|
For Your Bookshelf
Books by Harmon, Wood, and Hedrick and Allen
by Beth Munger
Instructional Strategies for Teaching Content Vocabulary, Grades 4-12, by Janis M. Harmon, Karen D. Wood, and Wanda B. Hedrick (National Middle School Association, Westerville, OH, International Reading Association, Newark, DE, 2006)
This practical book is a compilation of forty-two research-based strategies to help middle and high school content-area teachers with vocabulary instruction in the classroom. David W. Moore (Arizona State University) describes in the foreword what separates this book from so many other books on vocabulary instruction: ". . . its accessible, no-frills format. The vocabulary strategies' descriptions, suggested variations, content area examples, and blackline masters are especially convenient." Each vocabulary instruction strategy is self-contained and includes a brief introduction to the strategy (including the research that supports it), a materials needed list, a reference to the content area for which the strategy is most helpful, the procedure for teaching the strategy, and content-area examples and variations of the strategy.
Authors Janis M. Harmon, Karen D. Wood, and Wanda B. Hedrick have divided the chapters by content area to help teachers "focus on the type of word learning tasks that are involved in the terms" they have selected to teach. In addition, the authors reference the specific vocabulary instruction needs of students who struggle with reading, students who lag behind in reading proficiency, and English language learners.
[This review originally appeared in the March 2008 issue of In Perspective.]
Inside Words: Tools for Teaching Academic Vocabulary, Grades 4–12, by Janet Allen (Stenhouse Publishers, Portland, ME, 2007)
With an ability to invite teachers into casual conversation and the knack for knowing just what teachers and students need to advance their learning, Janet Allen is one of those authors whose every book you want to seek out for your teacher bookshelf. Allen seems to talk out loud in a way that reaches into the heart of teacher methodology, grasping onto just the right collection of ideas and activities for what’s going to work in the middle and high school classroom.

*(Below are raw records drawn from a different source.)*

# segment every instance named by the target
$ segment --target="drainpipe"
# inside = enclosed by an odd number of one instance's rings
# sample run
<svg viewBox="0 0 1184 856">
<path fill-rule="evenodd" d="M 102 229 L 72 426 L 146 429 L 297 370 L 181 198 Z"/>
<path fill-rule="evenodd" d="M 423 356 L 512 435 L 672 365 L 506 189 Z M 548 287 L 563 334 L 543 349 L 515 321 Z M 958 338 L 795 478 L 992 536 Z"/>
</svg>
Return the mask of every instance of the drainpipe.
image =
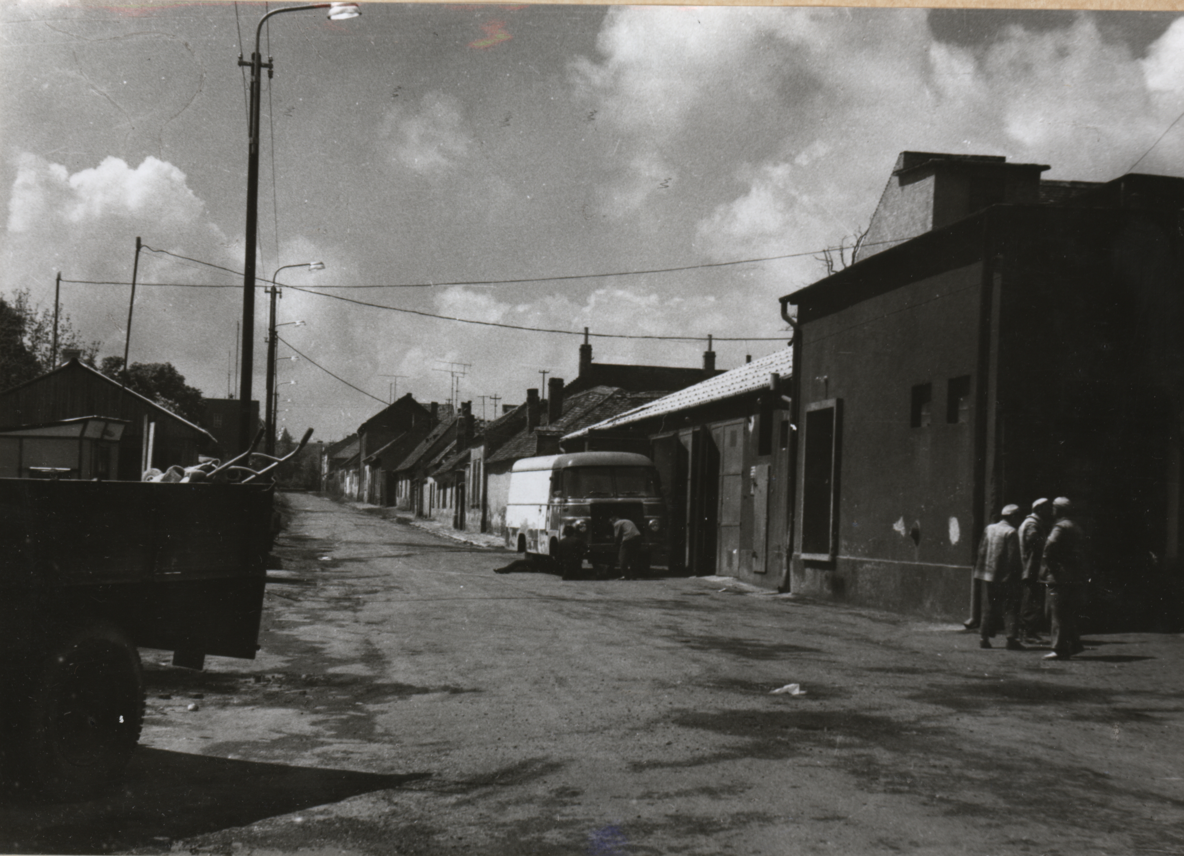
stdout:
<svg viewBox="0 0 1184 856">
<path fill-rule="evenodd" d="M 793 547 L 794 547 L 794 535 L 798 521 L 798 451 L 800 449 L 802 431 L 799 426 L 802 425 L 802 371 L 799 366 L 802 365 L 802 337 L 798 335 L 798 321 L 790 315 L 790 301 L 792 295 L 786 295 L 780 297 L 781 304 L 781 320 L 790 326 L 793 336 L 787 342 L 793 349 L 793 361 L 791 363 L 790 375 L 790 453 L 789 453 L 789 471 L 786 472 L 789 481 L 789 494 L 790 494 L 790 507 L 787 520 L 785 521 L 786 533 L 785 533 L 785 575 L 778 584 L 777 590 L 781 592 L 787 592 L 791 590 L 791 575 L 793 571 Z"/>
</svg>

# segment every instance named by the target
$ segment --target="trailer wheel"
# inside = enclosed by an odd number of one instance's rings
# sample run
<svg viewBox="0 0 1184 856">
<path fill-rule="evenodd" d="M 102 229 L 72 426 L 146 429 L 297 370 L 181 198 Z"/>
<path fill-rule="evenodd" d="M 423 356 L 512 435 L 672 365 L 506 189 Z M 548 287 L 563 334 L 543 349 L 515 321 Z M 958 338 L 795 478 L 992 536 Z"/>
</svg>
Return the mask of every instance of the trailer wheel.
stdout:
<svg viewBox="0 0 1184 856">
<path fill-rule="evenodd" d="M 88 623 L 46 645 L 30 678 L 20 722 L 27 791 L 63 800 L 102 793 L 123 774 L 143 726 L 135 645 L 109 623 Z"/>
</svg>

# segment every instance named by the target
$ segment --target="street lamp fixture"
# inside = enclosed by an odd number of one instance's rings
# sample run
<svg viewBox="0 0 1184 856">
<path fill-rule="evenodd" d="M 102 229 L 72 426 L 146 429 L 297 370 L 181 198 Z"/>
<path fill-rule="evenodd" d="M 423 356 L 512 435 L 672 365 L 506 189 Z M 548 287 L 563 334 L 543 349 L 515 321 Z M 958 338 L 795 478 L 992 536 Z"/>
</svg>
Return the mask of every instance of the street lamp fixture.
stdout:
<svg viewBox="0 0 1184 856">
<path fill-rule="evenodd" d="M 266 401 L 264 403 L 265 417 L 263 419 L 263 425 L 265 430 L 264 437 L 266 438 L 264 440 L 264 451 L 268 455 L 272 456 L 276 453 L 276 410 L 271 401 L 271 399 L 275 395 L 275 388 L 276 388 L 276 328 L 287 327 L 288 324 L 292 324 L 294 327 L 304 326 L 303 321 L 285 321 L 282 324 L 276 323 L 276 296 L 279 292 L 279 289 L 276 287 L 276 277 L 279 275 L 279 271 L 287 270 L 289 268 L 307 268 L 308 270 L 324 270 L 324 262 L 302 262 L 301 264 L 285 264 L 281 268 L 276 268 L 276 272 L 271 275 L 271 288 L 268 289 L 268 291 L 271 295 L 271 311 L 268 314 L 268 398 Z M 251 308 L 251 314 L 252 315 L 255 314 L 253 307 Z M 243 323 L 245 326 L 246 322 L 244 321 Z M 245 335 L 243 337 L 243 347 L 244 348 L 246 347 Z M 247 371 L 249 366 L 250 363 L 244 361 L 243 371 L 244 372 Z M 243 401 L 250 401 L 250 400 L 251 400 L 250 398 L 243 399 Z M 244 404 L 244 407 L 246 405 Z M 250 430 L 250 426 L 247 430 Z M 247 440 L 247 443 L 250 442 L 251 440 Z"/>
<path fill-rule="evenodd" d="M 307 4 L 304 6 L 288 6 L 285 8 L 272 9 L 259 19 L 259 25 L 255 28 L 255 52 L 250 62 L 238 58 L 238 64 L 250 66 L 251 88 L 250 105 L 247 109 L 247 136 L 250 146 L 246 159 L 246 258 L 243 263 L 243 376 L 239 384 L 239 448 L 246 449 L 251 444 L 251 381 L 252 361 L 255 349 L 255 253 L 257 242 L 257 227 L 259 217 L 259 88 L 263 69 L 268 70 L 268 77 L 274 72 L 271 57 L 263 62 L 259 53 L 259 38 L 263 33 L 263 25 L 269 18 L 284 12 L 301 12 L 304 9 L 328 9 L 330 20 L 340 21 L 356 18 L 361 14 L 358 4 L 352 2 L 326 2 Z M 272 283 L 275 288 L 275 283 Z M 270 395 L 268 398 L 270 401 Z"/>
</svg>

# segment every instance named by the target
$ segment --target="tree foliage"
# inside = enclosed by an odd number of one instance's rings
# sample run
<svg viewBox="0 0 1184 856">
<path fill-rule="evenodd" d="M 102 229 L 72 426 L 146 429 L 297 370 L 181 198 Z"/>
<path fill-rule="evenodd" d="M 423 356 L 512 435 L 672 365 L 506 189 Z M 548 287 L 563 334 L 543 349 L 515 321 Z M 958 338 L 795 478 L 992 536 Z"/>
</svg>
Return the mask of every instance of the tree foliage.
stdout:
<svg viewBox="0 0 1184 856">
<path fill-rule="evenodd" d="M 855 264 L 860 255 L 860 249 L 863 246 L 863 242 L 867 239 L 870 229 L 868 226 L 868 229 L 864 229 L 855 237 L 848 236 L 838 242 L 838 246 L 828 246 L 822 251 L 822 256 L 815 256 L 815 259 L 822 262 L 826 268 L 826 276 L 837 273 L 844 268 Z"/>
<path fill-rule="evenodd" d="M 94 366 L 97 342 L 84 342 L 70 323 L 70 316 L 58 313 L 58 353 L 82 353 L 83 362 Z M 12 297 L 0 297 L 0 390 L 8 390 L 54 368 L 53 309 L 34 305 L 27 289 Z"/>
<path fill-rule="evenodd" d="M 122 356 L 104 356 L 98 371 L 121 384 L 124 382 Z M 185 375 L 178 372 L 172 362 L 133 362 L 128 368 L 127 385 L 133 392 L 139 392 L 165 410 L 193 423 L 201 420 L 204 410 L 201 390 L 188 386 Z"/>
<path fill-rule="evenodd" d="M 296 448 L 298 440 L 294 439 L 288 429 L 281 431 L 276 438 L 276 457 L 282 458 Z M 298 490 L 317 490 L 321 487 L 321 455 L 315 443 L 309 443 L 291 461 L 281 464 L 276 471 L 276 483 L 285 488 Z"/>
</svg>

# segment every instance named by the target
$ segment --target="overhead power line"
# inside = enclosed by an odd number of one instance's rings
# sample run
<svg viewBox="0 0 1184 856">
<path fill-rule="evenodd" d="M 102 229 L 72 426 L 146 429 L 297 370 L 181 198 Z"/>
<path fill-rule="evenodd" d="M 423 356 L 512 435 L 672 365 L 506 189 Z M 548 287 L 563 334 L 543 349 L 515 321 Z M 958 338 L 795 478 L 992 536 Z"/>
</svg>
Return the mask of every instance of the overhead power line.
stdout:
<svg viewBox="0 0 1184 856">
<path fill-rule="evenodd" d="M 65 279 L 63 279 L 65 282 Z M 462 324 L 480 324 L 481 327 L 501 327 L 507 330 L 527 330 L 529 333 L 555 333 L 561 336 L 583 336 L 585 335 L 583 330 L 559 330 L 547 327 L 523 327 L 521 324 L 503 324 L 497 321 L 475 321 L 474 318 L 458 318 L 453 315 L 437 315 L 436 313 L 425 313 L 419 309 L 404 309 L 401 307 L 388 307 L 385 303 L 367 303 L 366 301 L 355 301 L 353 297 L 345 297 L 343 295 L 327 295 L 320 291 L 313 291 L 310 289 L 303 289 L 298 285 L 285 285 L 284 288 L 292 289 L 294 291 L 303 291 L 304 294 L 317 295 L 320 297 L 332 297 L 335 301 L 345 301 L 346 303 L 356 303 L 360 307 L 371 307 L 373 309 L 386 309 L 392 313 L 406 313 L 407 315 L 419 315 L 425 318 L 437 318 L 439 321 L 457 321 Z M 697 341 L 700 339 L 707 339 L 707 336 L 649 336 L 638 335 L 632 333 L 588 333 L 588 336 L 597 336 L 598 339 L 659 339 L 663 341 Z M 714 336 L 716 342 L 774 342 L 785 339 L 785 336 Z"/>
<path fill-rule="evenodd" d="M 899 244 L 901 239 L 893 240 L 875 240 L 862 244 L 862 246 L 881 246 L 883 244 Z M 242 277 L 242 271 L 236 271 L 232 268 L 224 268 L 218 264 L 212 264 L 210 262 L 202 262 L 201 259 L 189 258 L 188 256 L 180 256 L 175 252 L 169 252 L 168 250 L 156 250 L 150 246 L 144 246 L 144 250 L 150 250 L 152 252 L 161 252 L 167 256 L 173 256 L 174 258 L 185 259 L 186 262 L 195 262 L 198 264 L 204 264 L 210 268 L 215 268 L 218 270 L 224 270 L 227 273 L 234 273 Z M 424 283 L 363 283 L 360 285 L 317 285 L 318 289 L 405 289 L 405 288 L 448 288 L 452 285 L 519 285 L 525 283 L 538 283 L 538 282 L 566 282 L 570 279 L 606 279 L 614 276 L 642 276 L 646 273 L 677 273 L 688 270 L 703 270 L 708 268 L 729 268 L 738 264 L 757 264 L 760 262 L 778 262 L 786 258 L 804 258 L 805 256 L 816 256 L 825 250 L 832 250 L 834 247 L 824 247 L 822 250 L 809 250 L 805 252 L 787 252 L 780 256 L 759 256 L 755 258 L 740 258 L 732 262 L 703 262 L 701 264 L 686 264 L 676 268 L 649 268 L 645 270 L 620 270 L 610 271 L 600 273 L 562 273 L 558 276 L 540 276 L 540 277 L 519 277 L 515 279 L 452 279 L 448 282 L 424 282 Z M 264 279 L 263 277 L 256 277 L 260 283 L 270 284 L 270 279 Z M 101 283 L 108 284 L 120 284 L 120 283 Z M 122 283 L 127 284 L 127 283 Z"/>
<path fill-rule="evenodd" d="M 283 339 L 282 336 L 276 336 L 276 339 L 278 341 L 283 342 L 284 345 L 287 345 L 292 350 L 296 350 L 296 348 L 292 348 L 291 342 L 289 342 L 288 340 Z M 348 386 L 350 390 L 356 390 L 362 395 L 369 395 L 371 398 L 373 398 L 375 401 L 378 401 L 380 404 L 384 404 L 384 405 L 387 404 L 386 401 L 384 401 L 382 399 L 380 399 L 378 395 L 371 395 L 368 392 L 366 392 L 365 390 L 362 390 L 360 386 L 354 386 L 348 380 L 346 380 L 345 378 L 342 378 L 340 374 L 334 374 L 333 372 L 330 372 L 328 368 L 326 368 L 324 366 L 322 366 L 320 362 L 317 362 L 316 360 L 314 360 L 308 354 L 305 354 L 303 352 L 300 352 L 300 350 L 296 350 L 296 353 L 301 356 L 301 359 L 308 360 L 309 362 L 311 362 L 314 366 L 316 366 L 317 368 L 320 368 L 326 374 L 328 374 L 328 375 L 330 375 L 330 376 L 336 378 L 337 380 L 340 380 L 342 384 L 345 384 L 346 386 Z"/>
</svg>

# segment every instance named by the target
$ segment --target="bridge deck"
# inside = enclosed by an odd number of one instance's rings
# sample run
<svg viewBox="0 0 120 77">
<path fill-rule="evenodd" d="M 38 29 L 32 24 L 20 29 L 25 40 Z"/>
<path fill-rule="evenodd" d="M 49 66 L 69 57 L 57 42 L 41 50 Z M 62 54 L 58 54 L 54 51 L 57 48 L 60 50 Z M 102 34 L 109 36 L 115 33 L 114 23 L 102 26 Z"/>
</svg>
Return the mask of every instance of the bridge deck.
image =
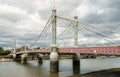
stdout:
<svg viewBox="0 0 120 77">
<path fill-rule="evenodd" d="M 87 54 L 110 54 L 120 55 L 120 46 L 112 47 L 84 47 L 84 48 L 58 48 L 60 53 L 87 53 Z M 17 52 L 16 54 L 22 53 L 50 53 L 51 49 L 39 49 L 39 50 L 27 50 L 23 52 Z"/>
</svg>

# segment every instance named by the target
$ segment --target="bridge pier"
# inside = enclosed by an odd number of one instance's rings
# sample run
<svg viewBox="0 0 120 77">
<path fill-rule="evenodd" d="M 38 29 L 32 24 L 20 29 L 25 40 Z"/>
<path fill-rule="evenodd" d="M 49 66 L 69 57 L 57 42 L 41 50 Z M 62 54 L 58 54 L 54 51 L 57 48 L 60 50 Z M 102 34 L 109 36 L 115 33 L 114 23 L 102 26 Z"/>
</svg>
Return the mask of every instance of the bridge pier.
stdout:
<svg viewBox="0 0 120 77">
<path fill-rule="evenodd" d="M 22 64 L 26 64 L 27 63 L 27 54 L 22 54 L 20 61 Z"/>
<path fill-rule="evenodd" d="M 13 59 L 13 61 L 16 61 L 16 54 L 12 55 L 12 59 Z"/>
<path fill-rule="evenodd" d="M 43 63 L 42 55 L 38 54 L 37 56 L 38 56 L 38 63 L 42 64 Z"/>
<path fill-rule="evenodd" d="M 73 73 L 80 74 L 80 54 L 75 53 L 73 55 Z"/>
</svg>

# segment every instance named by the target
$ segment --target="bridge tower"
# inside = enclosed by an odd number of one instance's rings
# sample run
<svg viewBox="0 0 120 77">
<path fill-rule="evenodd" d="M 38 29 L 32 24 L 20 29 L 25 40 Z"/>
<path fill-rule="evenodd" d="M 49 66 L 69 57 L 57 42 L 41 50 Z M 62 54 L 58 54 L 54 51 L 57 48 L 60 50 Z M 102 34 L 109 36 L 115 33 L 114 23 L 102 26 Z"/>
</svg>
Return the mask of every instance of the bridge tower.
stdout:
<svg viewBox="0 0 120 77">
<path fill-rule="evenodd" d="M 26 40 L 24 43 L 24 51 L 26 52 Z M 27 53 L 24 53 L 21 55 L 21 63 L 26 64 L 27 63 Z"/>
<path fill-rule="evenodd" d="M 78 16 L 74 16 L 74 46 L 78 47 Z M 73 55 L 73 73 L 80 73 L 80 54 Z"/>
<path fill-rule="evenodd" d="M 52 9 L 52 48 L 50 53 L 50 72 L 59 71 L 59 55 L 56 45 L 56 9 Z"/>
<path fill-rule="evenodd" d="M 16 54 L 15 53 L 16 53 L 16 39 L 14 40 L 14 49 L 13 49 L 13 53 L 12 53 L 14 61 L 16 60 Z"/>
</svg>

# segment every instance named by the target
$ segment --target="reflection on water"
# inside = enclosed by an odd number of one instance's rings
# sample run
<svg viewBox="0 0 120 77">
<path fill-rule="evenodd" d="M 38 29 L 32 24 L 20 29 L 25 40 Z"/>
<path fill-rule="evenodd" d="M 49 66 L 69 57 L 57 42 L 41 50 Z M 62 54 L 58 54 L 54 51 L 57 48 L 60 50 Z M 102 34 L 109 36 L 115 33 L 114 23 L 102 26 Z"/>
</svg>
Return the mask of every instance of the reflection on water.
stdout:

In Inside Words: Tools for Teaching Academic Vocabulary, the author thinks out loud—“Why another book on teaching vocabulary? I have pondered that question several times in the course of writing this book”—she then reminds us that "'one must be drenched in words, literally soaked in them, to have the right ones form themselves into the proper pattern at the right moment' (Hart Crane).” Here teachers can thumb through an extensive list of instructional strategies and the tools that support them (building background knowledge, teaching words that are critical to comprehension, providing support during reading and writing, and developing conceptual frameworks for themes, topics, and units of study), selecting from among them vocabulary learning activities that fit their objective and classroom. Two special features include a CD of printable graphic organizers and an appendix of reproducibles in both English and Spanish.
Beth Munger teaches composition, reading, and American literature at Ohio Dominican
University. She has also taught composition and literature at Ohio State University
and Columbus State Community College. Munger holds a bachelor of arts degree from
Ohio Wesleyan University, where she majored in English and history, and a master
of arts degree from Ohio State University in the field of rhetoric and composition.
She has worked on several ORC projects, including Advancing Literacy Instruction
Together (AdLIT), Ohio Writing Institute Network for Success (OhioWINS), and the
English Language Arts Program Models.